(600h) Modulating DNA Nanoarchitectures As a Novel, Biomimetic Method of Controlled Therapeutic Release

Harnessing biology in the design of therapeutic nanocarriers presents a facile way to incorporate profound functionality into novel platforms. Synthetic nucleic acids are ideal candidates for constructing modular nanocarriers due to their inherent structural properties that can be exploited for controllable assembly at the nanoscale. However, no research thus far has focused on exploiting these properties for the controlled release of drugs. Our lab has been a pioneer in controlling drug release from novel DNA nanoparticles by manipulating the biological mechanisms that drugs use to bind to nucleic acids. In this work, controlled release of the intercalating drug daunomycin is achieved by modulating DNA nanoarchitectures to exploit the sequence-specific and cooperative intercalation of the drug.

We compared two DNA sequences, one comprised of a high-affinity intercalation motif (AGC) and one random with low GC-content (RAN). We also investigated the effect of DNA monomer length, corresponding to either 4X, 8X, or 12X intercalating sites (i.e., 12 bp, 24 bp, or 36 bp drug binding region), and surface curvature using planar gold wafers and 15 nm AuNPs. Drug dissolution studies were performed in PBS at 37^oC. Cumulative drug release was plotted over time and converted into a fractional release, (M_t/M_∞), where M_t is mass released at time t and M_∞ is the mass released over an infinite amount of time.

Drug loading depends only on DNA sequence length and is the identical between both sequences at maximum loading. However, release rate is dependent on sequence and monomer length. On planar gold, drug release from RAN sequences with 4X, 8X, and 12X intercalation sites resulted in drug release for up to 96 h, 144 h, and 144 h, respectively, with a linear decrease in release rate. The release from AGC sequences is extended across every length tested compared to the RAN sequence. Increasing the length of AGC monomers to 4X, 8X, and 12X intercalation sites resulted in drug release for up to 144 h, 216 h, and 288 h, respectively. For the AGC monomer with 12X intercalation sites the release profile shows nearly zero-order kinetics. On DNA-AuNPs, the surface curvature induces more rapid drug release. Here, the sequence specific affinity still plays a significant effect. Daunomycin release from AuNP-RAN lasts for 48 h, while AuNP-AGC extends the release to 96 h. Additionally, the release rate constant of AuNP-AGC is half that of AuNP-RAN (0.267 and 0.547, respectively).

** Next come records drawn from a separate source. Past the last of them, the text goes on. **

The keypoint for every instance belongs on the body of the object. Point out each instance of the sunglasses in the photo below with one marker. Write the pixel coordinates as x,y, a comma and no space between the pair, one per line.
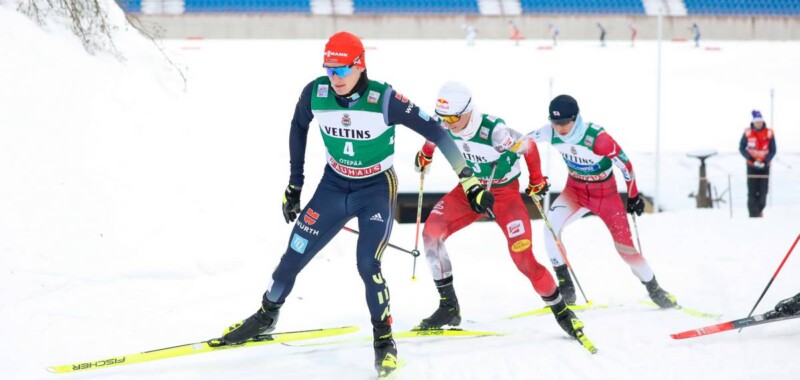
562,122
341,71
452,119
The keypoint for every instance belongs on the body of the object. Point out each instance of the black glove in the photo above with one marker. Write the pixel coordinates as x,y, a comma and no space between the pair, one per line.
539,189
480,200
291,203
635,205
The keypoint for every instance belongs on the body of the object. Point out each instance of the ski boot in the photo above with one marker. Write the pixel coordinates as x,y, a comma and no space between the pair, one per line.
564,316
448,312
262,322
385,349
785,308
565,285
660,296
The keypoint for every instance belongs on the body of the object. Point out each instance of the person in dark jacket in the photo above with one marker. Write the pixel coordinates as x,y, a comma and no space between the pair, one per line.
758,148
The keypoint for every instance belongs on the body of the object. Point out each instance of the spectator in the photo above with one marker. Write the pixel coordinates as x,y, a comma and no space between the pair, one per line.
554,33
515,33
696,31
472,32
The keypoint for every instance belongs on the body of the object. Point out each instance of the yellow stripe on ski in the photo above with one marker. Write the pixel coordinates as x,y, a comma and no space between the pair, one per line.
200,347
546,310
443,332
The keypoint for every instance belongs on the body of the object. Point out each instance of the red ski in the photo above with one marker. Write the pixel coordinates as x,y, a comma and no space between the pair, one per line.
726,326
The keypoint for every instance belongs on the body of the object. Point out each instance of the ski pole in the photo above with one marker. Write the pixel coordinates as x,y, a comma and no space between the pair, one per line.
559,245
489,212
635,227
348,229
415,251
773,276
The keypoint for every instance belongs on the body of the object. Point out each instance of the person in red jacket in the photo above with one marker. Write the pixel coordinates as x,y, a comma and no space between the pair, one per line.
494,152
758,148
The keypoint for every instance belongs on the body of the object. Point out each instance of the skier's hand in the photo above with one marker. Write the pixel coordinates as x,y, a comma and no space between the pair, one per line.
539,189
480,200
422,162
291,203
635,205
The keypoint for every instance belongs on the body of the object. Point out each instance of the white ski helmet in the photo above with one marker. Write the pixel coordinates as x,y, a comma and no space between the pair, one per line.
454,99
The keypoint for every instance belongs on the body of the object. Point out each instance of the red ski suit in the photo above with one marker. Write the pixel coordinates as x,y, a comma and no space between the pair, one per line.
452,213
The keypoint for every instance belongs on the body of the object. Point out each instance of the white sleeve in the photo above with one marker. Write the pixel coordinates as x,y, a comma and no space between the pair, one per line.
543,134
507,139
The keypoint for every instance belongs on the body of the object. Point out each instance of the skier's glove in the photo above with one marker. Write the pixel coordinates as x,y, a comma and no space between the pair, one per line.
291,203
539,189
635,205
422,162
480,200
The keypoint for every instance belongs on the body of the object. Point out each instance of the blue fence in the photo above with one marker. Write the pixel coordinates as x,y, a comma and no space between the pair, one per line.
415,7
744,7
248,6
631,7
582,6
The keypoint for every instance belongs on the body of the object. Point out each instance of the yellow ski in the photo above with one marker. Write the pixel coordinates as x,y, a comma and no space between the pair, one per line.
546,310
201,347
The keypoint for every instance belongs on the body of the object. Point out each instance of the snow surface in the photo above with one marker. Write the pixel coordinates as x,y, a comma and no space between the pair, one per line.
136,215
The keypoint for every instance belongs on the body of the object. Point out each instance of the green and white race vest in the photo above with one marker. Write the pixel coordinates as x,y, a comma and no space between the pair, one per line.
358,142
479,153
582,162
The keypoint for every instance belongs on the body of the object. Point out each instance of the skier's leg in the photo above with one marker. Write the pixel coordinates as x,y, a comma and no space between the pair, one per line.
374,203
450,214
562,212
321,219
608,206
513,219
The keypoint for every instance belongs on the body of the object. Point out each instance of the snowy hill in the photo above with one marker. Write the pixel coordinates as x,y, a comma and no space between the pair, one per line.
137,216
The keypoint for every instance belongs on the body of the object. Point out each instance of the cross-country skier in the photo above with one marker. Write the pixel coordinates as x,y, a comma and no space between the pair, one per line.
758,147
483,140
357,118
591,154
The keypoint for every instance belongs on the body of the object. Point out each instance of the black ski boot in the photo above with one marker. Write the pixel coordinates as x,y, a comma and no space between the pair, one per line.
564,316
565,285
785,308
448,312
660,296
385,348
262,322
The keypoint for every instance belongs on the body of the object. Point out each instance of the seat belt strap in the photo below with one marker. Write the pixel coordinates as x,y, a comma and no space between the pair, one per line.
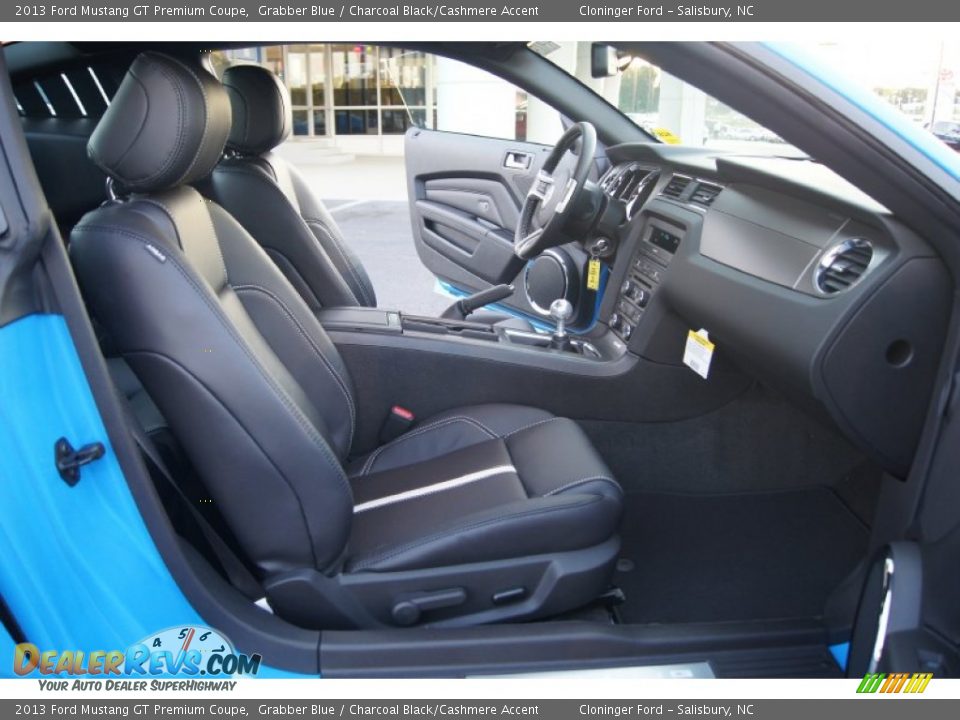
237,573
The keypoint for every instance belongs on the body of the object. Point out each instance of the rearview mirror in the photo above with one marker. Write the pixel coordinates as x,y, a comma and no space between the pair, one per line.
604,61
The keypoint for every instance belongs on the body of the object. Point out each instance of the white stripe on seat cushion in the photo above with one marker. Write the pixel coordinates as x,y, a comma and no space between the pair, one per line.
435,488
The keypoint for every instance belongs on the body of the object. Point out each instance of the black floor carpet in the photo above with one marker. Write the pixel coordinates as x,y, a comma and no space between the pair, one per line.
711,558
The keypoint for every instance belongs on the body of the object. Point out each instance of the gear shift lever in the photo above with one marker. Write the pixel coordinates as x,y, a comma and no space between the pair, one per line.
561,311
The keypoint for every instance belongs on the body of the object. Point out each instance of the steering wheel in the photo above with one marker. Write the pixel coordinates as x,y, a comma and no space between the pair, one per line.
553,193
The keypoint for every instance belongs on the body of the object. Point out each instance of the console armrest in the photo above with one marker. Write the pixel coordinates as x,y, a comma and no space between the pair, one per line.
359,319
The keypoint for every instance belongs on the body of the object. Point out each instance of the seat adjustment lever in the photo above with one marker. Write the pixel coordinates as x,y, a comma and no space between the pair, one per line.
408,611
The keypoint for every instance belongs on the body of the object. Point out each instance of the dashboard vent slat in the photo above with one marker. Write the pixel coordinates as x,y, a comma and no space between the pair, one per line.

The controlled release of daunomycin is driven by the natural binding mechanism of the drug to double-stranded DNA. The pattern of hydrogen bonding that dictates the affinity of intercalation is dependent upon the specific DNA sequence, and we show in this work that incorporating high affinity binding sequences, e.g. the AGC-motif, leads to significantly reduced drug release rates. Additionally, daunomycin intercalation is cooperative and stabilizes DNA duplexes, thus making monomer length play a substantial role in drug release rates. For both sequences, increasing length is inversely correlated with release rate. However, for the AGC sequence, drastic changes in release kinetics are observed as the monomer length increases. On AuNPs, the highly curved surface results in a reduction in DNA density as the drug diffuses away from the particle surface and thus reduces the chance of re-intercalation and the steric restriction of a dense DNA monolayer. The result is a more rapid drug release.

These results show, for the first time, that the natural binding mechanism of daunomycin to DNA can be harnessed to produce controllable drug release. This was achieved by designing a high-affinity binding sequence that exploits the chemical interactions between the drug and the DNA base pairs and extending its length to exploit the cooperative binding and stabilizing of DNA by the drug. Nucleic acid nanocarriers represent the next generation of therapeutics and thus controlling drug release will be imperative. By incorporating specific, drug binding layers within rationally designed particles a highly tailorable platform can be synthesized. Therefore, the results herein will substantially improve the future design and clinical efficacy of novel therapeutic nanocarriers.